There are two levels of tuition fees at publicly funded UK universities: home student fees (including EU students) and international student fees. For home students, institutions in England and Wales can charge up to a maximum of £9,000 per year for undergraduate degree programs; in Northern Ireland up to £3,575 per year, whilst in Scotland an undergraduate degree is effectively free for students from Scotland and the EU. This is thanks to a subsidy from the Student Awards Agency for Scotland (SAAS). The SAAS also offers a tuition fee loan of up to £3,400 for home postgraduate students.
It should be noted that the Scottish definition of “home” student differs slightly, in that it doesn’t include students from the rest of the UK – i.e. England, Wales or Northern Ireland. Students from the rest of the UK who want to undertake an undergraduate degree in Scotland will need to pay between £6,630 and £9,000. There’s also good news for students from Wales, who only need to pay £3,810 per year in UK tuition fees to study anywhere in the UK, with the rest covered by the Welsh Government.

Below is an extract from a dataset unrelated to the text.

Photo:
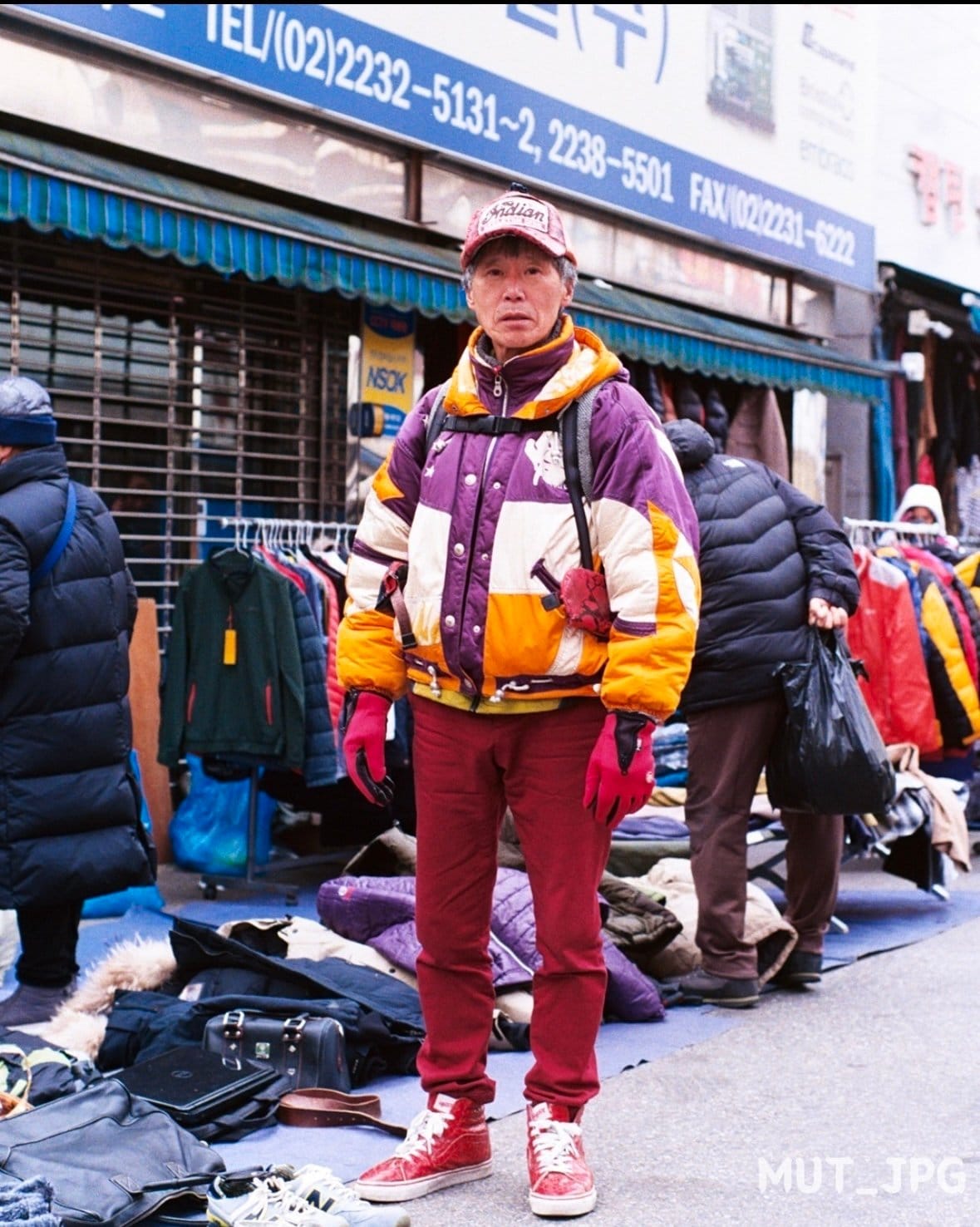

The amounts given above indicate the maximum amount public universities are allowed to charge. More than half of universities in England and Wales do charge the maximum of £9,000 per year – but at a diminishing number of universities, the annual tuition fees are just £6,000 for undergraduate home students. Postgraduate tuition fees vary significantly, depending on the university and the subject. Home students may be able to receive some funding from one of the UK’s research councils, the university itself, or via a career sponsorship scheme.
According to recent figures from the National Union of Students (NUS), the average annual cost of living in England (outside of London) for students is £12,056. This includes £4,989 for rent, £1,954 for food, £363 for household goods, £42 for insurance, £1,917 for personal items, £1,705 for travel and £1,190 for leisure. If you wish to study in London, you should expect to pay £13,521 for the same breakdown of goods and services. The biggest difference in the cost of living in London compared to the rest of England is in rent, which is estimated at an average of £6,340 per year. As the NUS points out, the figures for the rest of England can only be used as a rough guide to the overall cost of living in the UK.
For visa purposes, international students undertaking study in London proper will have to budget £1,020 for each month of stay in the country, while those who study in outer London or the rest of the UK will have to show £820 per month in order to prove they can cover the cost of living in the UK.